JSON is in no way constrained to the Basic Multilingual Plane, so if we discuss 16-bit values in JSON, they're UTF-16 code units, not UCS-2.

On Jun 9, 2013, at 0:08 , Tim Bray wrote:

> It seems clear that the intent of JSON, judging by the language in 4627, and the observed usage in a zillion RESTful protocols currently in production, is that JSON strings be used to interchange Unicode character sequences.

I agree.

> It seems clear that (at least partly as a side-effect of the JavaScript “character” model) there is no normative requirement to avoid Unicode abuse such as the use of non-character codepoints and naked surrogates, which will predictably lead to consequences such as Carsten’s exploding-python example.
> So maybe just leave the spec more or less the way it is. Say in the introduction that strings are for interchanging Unicode characters, observe in the fine print that the specification does not forbid the use of things that cannot be useful in the Unicode context and will quite likely cause software breakage.

It might be better to say "Unicode code points" rather than "Unicode characters":

- This makes the spec independent of Unicode versions - the set of Unicode code points is fixed (U+0000 to U+10FFFF), while the set of assigned characters in Unicode keeps growing, and different systems communicating via JSON may not be based on the same Unicode version.

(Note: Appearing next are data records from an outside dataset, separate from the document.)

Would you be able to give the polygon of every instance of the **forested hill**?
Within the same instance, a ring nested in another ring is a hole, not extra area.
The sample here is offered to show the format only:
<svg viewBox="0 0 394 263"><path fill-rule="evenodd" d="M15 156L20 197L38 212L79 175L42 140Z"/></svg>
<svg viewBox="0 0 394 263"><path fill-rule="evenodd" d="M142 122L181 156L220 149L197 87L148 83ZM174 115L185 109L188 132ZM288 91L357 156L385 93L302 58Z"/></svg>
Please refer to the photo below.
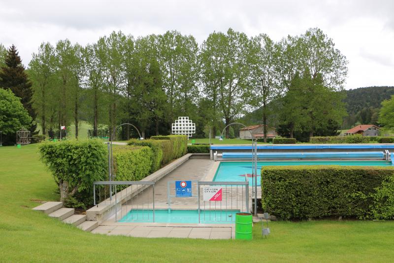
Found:
<svg viewBox="0 0 394 263"><path fill-rule="evenodd" d="M346 91L346 110L350 115L365 108L380 108L380 104L394 95L394 87L367 87Z"/></svg>

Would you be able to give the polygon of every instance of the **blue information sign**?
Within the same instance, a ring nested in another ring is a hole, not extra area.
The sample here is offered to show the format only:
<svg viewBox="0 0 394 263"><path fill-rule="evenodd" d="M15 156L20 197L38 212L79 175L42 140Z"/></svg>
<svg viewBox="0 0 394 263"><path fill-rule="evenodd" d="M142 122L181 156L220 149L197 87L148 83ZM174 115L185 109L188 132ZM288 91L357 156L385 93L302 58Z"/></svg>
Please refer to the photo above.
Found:
<svg viewBox="0 0 394 263"><path fill-rule="evenodd" d="M192 181L175 181L175 197L192 197Z"/></svg>

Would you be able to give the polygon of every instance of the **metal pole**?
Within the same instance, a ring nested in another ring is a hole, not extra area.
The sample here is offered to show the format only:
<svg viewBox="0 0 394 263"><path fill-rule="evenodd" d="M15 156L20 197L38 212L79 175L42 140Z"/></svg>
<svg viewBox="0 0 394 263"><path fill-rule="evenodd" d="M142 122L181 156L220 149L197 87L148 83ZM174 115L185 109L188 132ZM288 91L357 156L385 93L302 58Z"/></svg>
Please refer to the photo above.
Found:
<svg viewBox="0 0 394 263"><path fill-rule="evenodd" d="M198 204L198 224L200 224L200 184L199 182L197 182L197 198Z"/></svg>
<svg viewBox="0 0 394 263"><path fill-rule="evenodd" d="M118 204L117 198L116 198L116 186L115 186L115 221L118 222ZM120 205L121 213L122 213L122 204Z"/></svg>
<svg viewBox="0 0 394 263"><path fill-rule="evenodd" d="M255 143L255 215L257 215L257 141Z"/></svg>
<svg viewBox="0 0 394 263"><path fill-rule="evenodd" d="M246 210L247 213L249 212L249 184L245 186L245 196L246 197Z"/></svg>
<svg viewBox="0 0 394 263"><path fill-rule="evenodd" d="M153 223L155 223L155 185L153 185Z"/></svg>
<svg viewBox="0 0 394 263"><path fill-rule="evenodd" d="M112 175L111 174L111 147L109 143L107 143L107 149L108 149L108 181L112 181L111 178ZM109 200L112 200L112 186L109 186Z"/></svg>
<svg viewBox="0 0 394 263"><path fill-rule="evenodd" d="M93 205L96 205L96 185L93 184Z"/></svg>

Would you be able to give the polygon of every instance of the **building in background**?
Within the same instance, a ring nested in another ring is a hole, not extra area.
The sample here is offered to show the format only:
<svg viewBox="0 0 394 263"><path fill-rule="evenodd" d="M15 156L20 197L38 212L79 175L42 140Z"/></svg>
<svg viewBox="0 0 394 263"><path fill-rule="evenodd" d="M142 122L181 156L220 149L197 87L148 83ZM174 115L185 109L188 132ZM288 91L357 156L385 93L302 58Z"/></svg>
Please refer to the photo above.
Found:
<svg viewBox="0 0 394 263"><path fill-rule="evenodd" d="M373 124L364 124L353 127L344 133L345 135L361 134L363 136L379 136L380 129Z"/></svg>
<svg viewBox="0 0 394 263"><path fill-rule="evenodd" d="M264 128L263 124L258 125L248 126L239 129L239 139L252 139L252 135L250 132L253 134L257 139L262 139L264 138ZM276 133L276 130L275 128L272 128L268 126L267 127L267 138L274 138L278 136Z"/></svg>

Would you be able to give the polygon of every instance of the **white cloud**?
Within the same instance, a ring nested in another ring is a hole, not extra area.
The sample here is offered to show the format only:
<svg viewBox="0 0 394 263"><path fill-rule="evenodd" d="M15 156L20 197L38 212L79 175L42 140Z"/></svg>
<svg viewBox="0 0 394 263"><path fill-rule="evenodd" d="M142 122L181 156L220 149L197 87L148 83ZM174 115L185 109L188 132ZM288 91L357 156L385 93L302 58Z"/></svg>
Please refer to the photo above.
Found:
<svg viewBox="0 0 394 263"><path fill-rule="evenodd" d="M27 64L43 41L85 44L113 30L137 37L176 30L200 43L229 27L276 40L319 27L349 60L347 88L394 85L393 10L392 0L0 0L0 42L15 44Z"/></svg>

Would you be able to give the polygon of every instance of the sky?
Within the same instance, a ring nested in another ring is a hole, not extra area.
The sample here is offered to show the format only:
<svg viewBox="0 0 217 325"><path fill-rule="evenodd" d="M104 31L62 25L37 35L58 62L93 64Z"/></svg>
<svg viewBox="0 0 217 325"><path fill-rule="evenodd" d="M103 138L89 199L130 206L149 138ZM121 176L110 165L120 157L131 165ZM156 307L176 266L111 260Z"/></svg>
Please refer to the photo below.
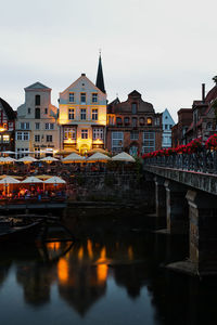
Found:
<svg viewBox="0 0 217 325"><path fill-rule="evenodd" d="M216 0L0 0L0 96L14 109L40 81L59 93L102 51L108 102L137 90L156 112L191 107L217 75Z"/></svg>

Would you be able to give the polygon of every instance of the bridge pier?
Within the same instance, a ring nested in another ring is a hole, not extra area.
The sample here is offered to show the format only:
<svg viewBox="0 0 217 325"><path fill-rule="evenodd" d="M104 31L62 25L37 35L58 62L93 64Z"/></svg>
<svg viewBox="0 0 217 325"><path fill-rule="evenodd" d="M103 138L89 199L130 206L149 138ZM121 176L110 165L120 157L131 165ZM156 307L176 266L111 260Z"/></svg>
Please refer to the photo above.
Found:
<svg viewBox="0 0 217 325"><path fill-rule="evenodd" d="M189 190L190 261L194 272L217 274L217 200L213 195Z"/></svg>
<svg viewBox="0 0 217 325"><path fill-rule="evenodd" d="M155 211L156 217L166 217L166 191L165 179L155 177Z"/></svg>
<svg viewBox="0 0 217 325"><path fill-rule="evenodd" d="M187 190L182 184L165 181L166 224L169 234L187 234L189 231Z"/></svg>

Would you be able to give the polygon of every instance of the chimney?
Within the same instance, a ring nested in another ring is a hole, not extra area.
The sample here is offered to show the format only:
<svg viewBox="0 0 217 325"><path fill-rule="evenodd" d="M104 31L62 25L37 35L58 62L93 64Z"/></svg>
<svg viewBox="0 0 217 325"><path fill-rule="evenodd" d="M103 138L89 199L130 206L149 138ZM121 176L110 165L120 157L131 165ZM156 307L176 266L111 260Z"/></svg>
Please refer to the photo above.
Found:
<svg viewBox="0 0 217 325"><path fill-rule="evenodd" d="M202 102L205 103L205 83L202 83Z"/></svg>

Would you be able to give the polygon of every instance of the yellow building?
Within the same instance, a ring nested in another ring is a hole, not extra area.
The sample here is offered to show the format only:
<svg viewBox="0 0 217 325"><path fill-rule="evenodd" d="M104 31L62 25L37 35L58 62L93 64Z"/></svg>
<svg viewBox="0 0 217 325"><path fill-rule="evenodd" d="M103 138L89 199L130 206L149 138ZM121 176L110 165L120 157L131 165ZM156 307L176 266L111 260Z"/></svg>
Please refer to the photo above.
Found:
<svg viewBox="0 0 217 325"><path fill-rule="evenodd" d="M98 87L97 87L97 86ZM104 148L106 135L106 93L99 61L97 82L85 74L60 93L59 125L61 148L85 154L95 147Z"/></svg>

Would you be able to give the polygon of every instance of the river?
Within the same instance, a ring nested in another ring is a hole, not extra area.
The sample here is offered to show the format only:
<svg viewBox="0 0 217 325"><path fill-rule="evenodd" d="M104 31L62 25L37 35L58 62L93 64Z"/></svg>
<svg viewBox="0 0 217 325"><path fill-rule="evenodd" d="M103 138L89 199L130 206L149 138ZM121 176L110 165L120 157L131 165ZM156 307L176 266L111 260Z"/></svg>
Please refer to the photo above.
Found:
<svg viewBox="0 0 217 325"><path fill-rule="evenodd" d="M0 323L217 324L217 281L164 268L188 256L188 238L149 233L130 213L68 218L73 245L1 245Z"/></svg>

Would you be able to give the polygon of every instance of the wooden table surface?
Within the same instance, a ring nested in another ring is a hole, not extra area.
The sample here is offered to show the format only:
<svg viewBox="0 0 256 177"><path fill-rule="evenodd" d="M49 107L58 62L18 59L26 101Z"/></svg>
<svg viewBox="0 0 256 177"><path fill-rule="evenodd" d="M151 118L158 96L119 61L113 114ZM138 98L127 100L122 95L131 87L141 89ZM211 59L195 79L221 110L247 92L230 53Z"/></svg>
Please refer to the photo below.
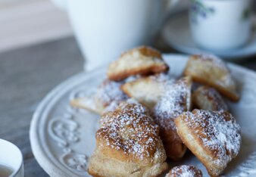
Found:
<svg viewBox="0 0 256 177"><path fill-rule="evenodd" d="M173 51L161 40L156 47ZM256 70L253 57L239 64ZM26 177L48 176L31 151L29 130L33 112L48 92L81 71L83 64L73 37L0 53L0 138L21 149Z"/></svg>

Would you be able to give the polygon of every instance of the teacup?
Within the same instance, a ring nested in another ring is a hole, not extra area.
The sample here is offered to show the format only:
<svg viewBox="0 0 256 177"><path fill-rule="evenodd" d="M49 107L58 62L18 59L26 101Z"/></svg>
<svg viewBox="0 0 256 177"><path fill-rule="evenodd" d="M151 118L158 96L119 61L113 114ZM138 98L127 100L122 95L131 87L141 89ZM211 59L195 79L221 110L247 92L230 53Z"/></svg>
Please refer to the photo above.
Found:
<svg viewBox="0 0 256 177"><path fill-rule="evenodd" d="M20 149L3 139L0 139L0 176L24 176L23 157Z"/></svg>
<svg viewBox="0 0 256 177"><path fill-rule="evenodd" d="M192 0L190 30L195 42L211 51L240 47L251 35L250 0Z"/></svg>
<svg viewBox="0 0 256 177"><path fill-rule="evenodd" d="M151 42L178 0L52 0L67 11L86 70Z"/></svg>

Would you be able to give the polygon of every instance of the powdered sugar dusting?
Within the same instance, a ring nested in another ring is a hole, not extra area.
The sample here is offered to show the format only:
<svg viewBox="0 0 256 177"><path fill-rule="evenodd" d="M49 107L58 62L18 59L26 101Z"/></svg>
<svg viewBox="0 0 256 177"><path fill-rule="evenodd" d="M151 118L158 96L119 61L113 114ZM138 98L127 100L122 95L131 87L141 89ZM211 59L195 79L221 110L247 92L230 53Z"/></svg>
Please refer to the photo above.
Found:
<svg viewBox="0 0 256 177"><path fill-rule="evenodd" d="M154 108L155 117L160 125L164 125L165 119L174 119L189 109L190 89L186 78L167 85L166 93Z"/></svg>
<svg viewBox="0 0 256 177"><path fill-rule="evenodd" d="M226 166L238 154L241 144L241 129L228 112L194 110L186 112L184 119L203 143L214 153L213 162Z"/></svg>
<svg viewBox="0 0 256 177"><path fill-rule="evenodd" d="M198 55L200 60L211 61L215 66L222 68L223 70L229 71L226 63L220 57L208 54L200 54Z"/></svg>
<svg viewBox="0 0 256 177"><path fill-rule="evenodd" d="M160 141L158 129L141 104L121 103L115 111L103 115L102 120L96 137L105 141L103 148L122 150L139 160L154 157Z"/></svg>
<svg viewBox="0 0 256 177"><path fill-rule="evenodd" d="M217 91L211 87L202 86L198 88L201 94L208 98L214 104L214 110L228 110L228 107L221 95Z"/></svg>
<svg viewBox="0 0 256 177"><path fill-rule="evenodd" d="M165 177L201 177L201 170L194 166L179 166L173 167Z"/></svg>

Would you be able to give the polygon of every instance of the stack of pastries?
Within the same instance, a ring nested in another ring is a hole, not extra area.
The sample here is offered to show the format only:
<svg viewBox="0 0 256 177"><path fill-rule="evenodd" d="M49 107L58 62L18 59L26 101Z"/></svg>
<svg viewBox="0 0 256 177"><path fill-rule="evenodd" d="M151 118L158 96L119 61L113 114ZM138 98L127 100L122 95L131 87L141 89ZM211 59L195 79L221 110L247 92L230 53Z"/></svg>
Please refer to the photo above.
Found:
<svg viewBox="0 0 256 177"><path fill-rule="evenodd" d="M167 158L182 160L189 149L210 175L218 176L237 156L241 129L225 101L239 96L227 65L197 54L179 78L169 68L158 51L134 48L110 64L94 95L71 101L101 116L89 174L158 176L168 169ZM202 176L192 165L166 176Z"/></svg>

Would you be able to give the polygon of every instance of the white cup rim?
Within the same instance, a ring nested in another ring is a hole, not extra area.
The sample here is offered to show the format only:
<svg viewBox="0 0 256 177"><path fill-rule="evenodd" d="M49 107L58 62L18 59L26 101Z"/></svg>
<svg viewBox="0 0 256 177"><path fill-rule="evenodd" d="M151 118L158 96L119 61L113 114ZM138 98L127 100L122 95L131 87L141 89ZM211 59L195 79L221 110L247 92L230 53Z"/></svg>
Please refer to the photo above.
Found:
<svg viewBox="0 0 256 177"><path fill-rule="evenodd" d="M22 153L20 151L20 150L19 149L19 148L17 148L14 144L6 141L5 139L2 139L0 138L0 147L2 144L8 144L9 146L11 146L20 155L20 162L18 166L17 166L17 167L15 167L14 172L11 173L11 177L14 177L16 176L18 172L20 172L20 171L21 170L21 168L23 167L23 155Z"/></svg>

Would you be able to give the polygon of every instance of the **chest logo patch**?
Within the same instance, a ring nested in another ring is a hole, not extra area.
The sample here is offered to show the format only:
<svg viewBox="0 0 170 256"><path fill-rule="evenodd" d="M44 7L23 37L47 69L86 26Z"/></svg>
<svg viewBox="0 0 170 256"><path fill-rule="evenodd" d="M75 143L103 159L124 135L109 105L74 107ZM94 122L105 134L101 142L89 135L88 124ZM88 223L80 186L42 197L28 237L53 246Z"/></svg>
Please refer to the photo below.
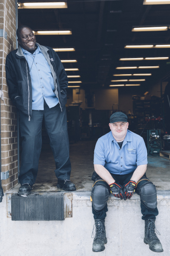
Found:
<svg viewBox="0 0 170 256"><path fill-rule="evenodd" d="M133 148L128 148L127 151L128 152L135 152L136 150L133 149Z"/></svg>

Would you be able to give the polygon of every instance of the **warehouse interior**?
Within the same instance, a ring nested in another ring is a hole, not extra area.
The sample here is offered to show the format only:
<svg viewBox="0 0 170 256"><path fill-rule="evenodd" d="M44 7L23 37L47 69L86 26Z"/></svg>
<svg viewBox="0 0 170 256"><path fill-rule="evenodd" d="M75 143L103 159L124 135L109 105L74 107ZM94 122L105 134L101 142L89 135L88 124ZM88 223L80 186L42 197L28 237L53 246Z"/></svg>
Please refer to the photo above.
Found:
<svg viewBox="0 0 170 256"><path fill-rule="evenodd" d="M70 179L77 189L91 189L95 143L110 131L111 115L122 111L129 129L144 139L148 177L156 174L158 189L170 189L170 156L159 157L170 151L170 4L68 0L65 8L35 8L24 3L46 1L19 1L18 25L29 26L37 42L54 49L68 75ZM33 191L57 189L44 126L42 139Z"/></svg>

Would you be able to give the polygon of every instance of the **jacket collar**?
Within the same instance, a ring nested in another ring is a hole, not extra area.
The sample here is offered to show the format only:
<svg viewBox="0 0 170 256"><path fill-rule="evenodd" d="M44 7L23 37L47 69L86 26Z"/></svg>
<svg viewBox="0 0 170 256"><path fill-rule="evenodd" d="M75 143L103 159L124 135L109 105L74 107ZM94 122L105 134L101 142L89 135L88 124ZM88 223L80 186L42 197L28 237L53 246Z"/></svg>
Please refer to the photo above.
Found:
<svg viewBox="0 0 170 256"><path fill-rule="evenodd" d="M43 54L43 53L44 52L47 53L47 52L49 50L48 48L46 47L45 46L44 46L43 45L41 45L37 42L36 43L36 44L37 44L39 47L42 54ZM25 58L23 52L22 51L21 47L20 45L19 46L18 49L17 49L17 51L16 53L16 55L17 57L18 57L19 58L23 57Z"/></svg>

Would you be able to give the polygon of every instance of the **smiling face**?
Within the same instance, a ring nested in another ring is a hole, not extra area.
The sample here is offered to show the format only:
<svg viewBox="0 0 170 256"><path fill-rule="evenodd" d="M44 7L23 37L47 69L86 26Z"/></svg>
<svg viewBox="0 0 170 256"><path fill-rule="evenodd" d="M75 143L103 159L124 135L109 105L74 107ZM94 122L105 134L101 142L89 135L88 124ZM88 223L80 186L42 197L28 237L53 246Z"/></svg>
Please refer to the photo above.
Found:
<svg viewBox="0 0 170 256"><path fill-rule="evenodd" d="M117 141L120 141L124 139L129 126L129 123L116 122L115 123L110 123L109 125L113 136Z"/></svg>
<svg viewBox="0 0 170 256"><path fill-rule="evenodd" d="M29 28L21 29L17 40L20 46L27 51L32 51L35 48L36 38L32 30Z"/></svg>

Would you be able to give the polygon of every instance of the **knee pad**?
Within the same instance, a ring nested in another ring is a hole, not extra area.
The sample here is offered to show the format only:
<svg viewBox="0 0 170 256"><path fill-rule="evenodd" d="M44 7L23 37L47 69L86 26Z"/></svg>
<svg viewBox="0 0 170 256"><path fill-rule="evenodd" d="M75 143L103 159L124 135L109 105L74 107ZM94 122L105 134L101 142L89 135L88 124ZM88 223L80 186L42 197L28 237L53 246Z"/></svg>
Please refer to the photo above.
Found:
<svg viewBox="0 0 170 256"><path fill-rule="evenodd" d="M153 210L157 206L156 187L151 181L145 182L138 190L141 203L149 210Z"/></svg>
<svg viewBox="0 0 170 256"><path fill-rule="evenodd" d="M97 180L93 185L91 191L91 199L93 208L96 211L103 209L108 200L109 189L103 180Z"/></svg>

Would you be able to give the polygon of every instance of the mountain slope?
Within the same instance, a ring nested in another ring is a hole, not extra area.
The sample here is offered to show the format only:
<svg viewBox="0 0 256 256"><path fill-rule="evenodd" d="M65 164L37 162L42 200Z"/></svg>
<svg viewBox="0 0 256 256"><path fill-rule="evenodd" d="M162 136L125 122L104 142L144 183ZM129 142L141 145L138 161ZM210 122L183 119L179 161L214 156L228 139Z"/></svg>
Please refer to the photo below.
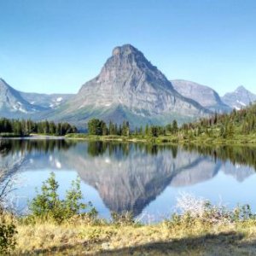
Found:
<svg viewBox="0 0 256 256"><path fill-rule="evenodd" d="M226 93L222 100L232 108L241 109L256 101L256 95L243 86L239 86L233 92Z"/></svg>
<svg viewBox="0 0 256 256"><path fill-rule="evenodd" d="M177 92L170 81L142 52L130 44L116 47L100 74L49 117L86 121L92 117L131 125L166 124L209 113Z"/></svg>
<svg viewBox="0 0 256 256"><path fill-rule="evenodd" d="M171 82L182 96L193 99L211 111L218 113L231 111L231 108L222 102L218 94L208 86L186 80Z"/></svg>
<svg viewBox="0 0 256 256"><path fill-rule="evenodd" d="M20 93L0 79L0 115L8 118L20 118L45 110L44 108L32 105Z"/></svg>
<svg viewBox="0 0 256 256"><path fill-rule="evenodd" d="M20 96L32 105L51 109L69 100L73 94L42 94L20 91Z"/></svg>

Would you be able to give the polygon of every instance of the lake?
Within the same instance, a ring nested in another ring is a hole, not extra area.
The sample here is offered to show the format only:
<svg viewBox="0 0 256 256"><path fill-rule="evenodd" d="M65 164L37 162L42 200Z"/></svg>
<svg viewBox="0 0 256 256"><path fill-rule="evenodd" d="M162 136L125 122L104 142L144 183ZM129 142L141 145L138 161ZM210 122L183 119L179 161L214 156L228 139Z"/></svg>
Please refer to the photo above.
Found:
<svg viewBox="0 0 256 256"><path fill-rule="evenodd" d="M17 173L10 198L20 212L51 172L61 198L79 177L84 202L104 218L130 211L157 221L170 216L181 193L256 210L253 148L13 139L0 142L0 160L1 168Z"/></svg>

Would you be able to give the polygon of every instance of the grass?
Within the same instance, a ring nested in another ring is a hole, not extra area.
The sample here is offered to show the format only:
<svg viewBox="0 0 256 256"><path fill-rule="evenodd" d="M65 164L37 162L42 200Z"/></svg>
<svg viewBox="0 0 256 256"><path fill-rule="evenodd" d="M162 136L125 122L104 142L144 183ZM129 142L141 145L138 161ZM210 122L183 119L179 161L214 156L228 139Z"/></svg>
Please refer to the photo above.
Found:
<svg viewBox="0 0 256 256"><path fill-rule="evenodd" d="M53 218L14 218L12 255L255 255L256 215L248 206L233 211L183 194L175 213L144 224L131 215L104 220L88 214L61 223Z"/></svg>
<svg viewBox="0 0 256 256"><path fill-rule="evenodd" d="M61 224L16 223L13 255L253 255L256 221L190 224L93 224L74 218Z"/></svg>

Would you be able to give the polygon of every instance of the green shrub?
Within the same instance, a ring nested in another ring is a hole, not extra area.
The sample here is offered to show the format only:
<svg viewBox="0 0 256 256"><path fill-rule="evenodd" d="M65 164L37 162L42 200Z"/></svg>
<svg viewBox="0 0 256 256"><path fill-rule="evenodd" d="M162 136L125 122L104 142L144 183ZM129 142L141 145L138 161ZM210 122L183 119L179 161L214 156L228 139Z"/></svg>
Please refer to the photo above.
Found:
<svg viewBox="0 0 256 256"><path fill-rule="evenodd" d="M1 214L1 213L0 213ZM0 254L9 254L16 245L16 227L11 221L7 222L4 216L0 216Z"/></svg>
<svg viewBox="0 0 256 256"><path fill-rule="evenodd" d="M67 191L64 200L60 199L58 188L59 183L55 180L55 176L51 172L49 177L43 183L41 194L37 190L38 195L29 204L30 218L52 218L61 223L81 213L82 210L91 207L90 203L86 205L81 202L83 195L79 178L72 182L71 189ZM96 214L93 207L91 211L94 215Z"/></svg>

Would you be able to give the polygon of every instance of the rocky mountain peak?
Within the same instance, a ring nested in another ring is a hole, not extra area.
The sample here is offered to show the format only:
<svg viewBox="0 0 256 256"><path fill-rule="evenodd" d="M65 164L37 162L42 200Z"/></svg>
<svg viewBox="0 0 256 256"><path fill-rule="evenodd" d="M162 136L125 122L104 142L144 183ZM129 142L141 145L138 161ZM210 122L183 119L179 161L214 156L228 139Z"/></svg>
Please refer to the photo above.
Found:
<svg viewBox="0 0 256 256"><path fill-rule="evenodd" d="M131 54L142 54L137 49L131 44L124 44L123 46L117 46L113 49L112 55L128 55Z"/></svg>
<svg viewBox="0 0 256 256"><path fill-rule="evenodd" d="M236 91L242 91L242 90L247 91L247 90L243 85L239 85L236 90Z"/></svg>
<svg viewBox="0 0 256 256"><path fill-rule="evenodd" d="M132 125L166 124L205 116L206 108L177 92L166 77L131 44L115 47L101 73L55 113L59 118L102 118Z"/></svg>

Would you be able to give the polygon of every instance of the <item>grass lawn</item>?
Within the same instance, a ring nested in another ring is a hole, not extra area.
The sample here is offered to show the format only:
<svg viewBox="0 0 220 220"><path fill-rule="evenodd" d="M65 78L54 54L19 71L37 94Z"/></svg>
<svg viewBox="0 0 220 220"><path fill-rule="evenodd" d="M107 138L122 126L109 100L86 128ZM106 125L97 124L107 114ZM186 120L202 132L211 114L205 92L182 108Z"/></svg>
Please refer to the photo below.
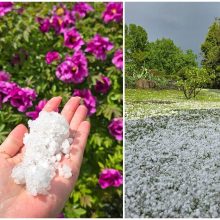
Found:
<svg viewBox="0 0 220 220"><path fill-rule="evenodd" d="M187 100L182 91L126 89L125 116L128 119L170 115L180 110L220 109L220 90L203 89Z"/></svg>

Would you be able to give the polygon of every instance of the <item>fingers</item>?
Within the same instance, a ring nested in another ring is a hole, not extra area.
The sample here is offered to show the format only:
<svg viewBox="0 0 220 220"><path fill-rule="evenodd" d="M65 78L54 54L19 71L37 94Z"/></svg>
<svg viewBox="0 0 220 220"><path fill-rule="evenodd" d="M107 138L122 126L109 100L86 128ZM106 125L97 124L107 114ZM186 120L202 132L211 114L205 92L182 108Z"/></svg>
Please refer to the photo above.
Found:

- It makes clear that noncharacters, unassigned code points, and surrogate code points are all allowed in JSON (although subject to the limitations imposed by parsers, communication channels, security systems, or the character encoding used).

> And in the best-practices doc, say “Encode only Unicode codepoints, and use only UTF-8 to do it.”

UTF-8 is the right encoding to use over the wire or in files, but at runtime many systems (including all that implement the ECMAScript or DOM specifications) have to use UTF-16 semantics.